SSO with Kafka, Keycloack and Databricks Spark cluster.

Question

SSO with Kafka, Keycloack and Databricks Spark cluster.

angelpuerto opened this issue 3 years ago · 7 comments

Hello:

I am trying to use Keycloak with an on premise Kafka and Spark Streaming with Databricks on Azure. The following code snippet gets the exception copied below.

val df = spark.readStream
        .format("kafka")
        .option("kafka.bootstrap.servers", "broker-server:9093")
        .option("subscribe", "mytopic")
        .option("startingOffsets", "earliest")
        .option("kafka.sasl.jaas.config", "kafkashaded.org.apache.kafka.common.security.oauthbearer.OAuthBearerLoginModule required oauth.client.id=\"client-id\" oauth.client.secret=\"client-secret\" oauth.token.endpoint.uri=\"https://keycloak-server:8443/auth/realms/master/protocol/openid-connect/token\" ;")
        .option("kafka.security.protocol", "SASL_SSL")
        .option("kafka.ssl.truststore.location", "/jks-path/kafka.truststore.jks")
        .option("kafka.ssl.truststore.password", "jks-password")
        .option("kafka.ssl.endpoint.identification.algorithm", "")
        .option("kafka.sasl.mechanism", "OAUTHBEARER")
        .option("kafka.sasl.login.callback.handler.class", "io.strimzi.kafka.oauth.client.JaasClientOauthLoginCallbackHandler")
        .load()

val df_result = df.writeStream
  .format("console")
  .start()

df_result.awaitTermination()

StreamingQueryException: Query [id = 7738ca78-3cda-41c0-a62f-3777e81ace0f, runId = fbb2ac8e-c733-49ae-a43e-90860fcbbead] terminated with exception: Failed to construct kafka consumer
Caused by: KafkaException: Failed to construct kafka consumer
Caused by: KafkaException: java.lang.ClassCastException: io.strimzi.kafka.oauth.client.JaasClientOauthLoginCallbackHandler cannot be cast to kafkashaded.org.apache.kafka.common.security.auth.AuthenticateCallbackHandler
Caused by: ClassCastException: io.strimzi.kafka.oauth.client.JaasClientOauthLoginCallbackHandler cannot be cast to kafkashaded.org.apache.kafka.common.security.auth.AuthenticateCallbackHandler

I have added the next libraries to the Databricks Spark cluster:

io.strimzi:kafka-oauth-client:0.10.0
io.strimzi:kafka-oauth-common:0.10.0
org.apache.kafka:kafka-clients:3.2.0

Some one have tried this scenario? Some idea about the problem?

Thank you,

Answer 1 · 2022-05-13T11:06:08.000Z

Is there some full exception stack? From the error it seems it is using some shared Kafka client (kafkashaded.org.apache.kafka.common.security.auth.AuthenticateCallbackHandler). So although you included the 3.2.0 client, it is not used and it uses whatever version is shaded there. Which might not be compatible I guess?

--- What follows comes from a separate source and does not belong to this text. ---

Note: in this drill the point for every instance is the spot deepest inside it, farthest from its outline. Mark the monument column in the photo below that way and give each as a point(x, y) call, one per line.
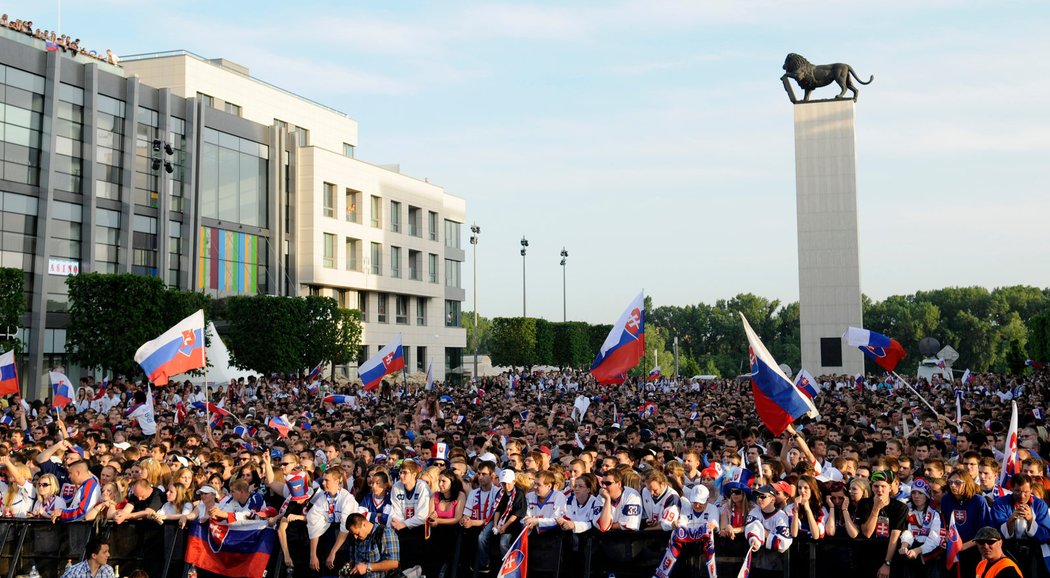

Answer 2 · 2022-05-13T11:18:40.000Z

Thank you, scholzj. That is true, I don't know the reason but Databricks shades the kafka client package. Below is the full exception stack that I can see.

WriteToMicroBatchDataSource org.apache.spark.sql.execution.streaming.ConsoleTable$@40652592, 7738ca78-3cda-41c0-a62f-3777e81ace0f, Append
+- StreamingDataSourceV2Relation [key#413, value#414, topic#415, partition#416, offset#417L, timestamp#418, timestampType#419], org.apache.spark.sql.kafka010.KafkaSourceProvider$KafkaScan@765d1a10, KafkaV2[Subscribe[testsso]]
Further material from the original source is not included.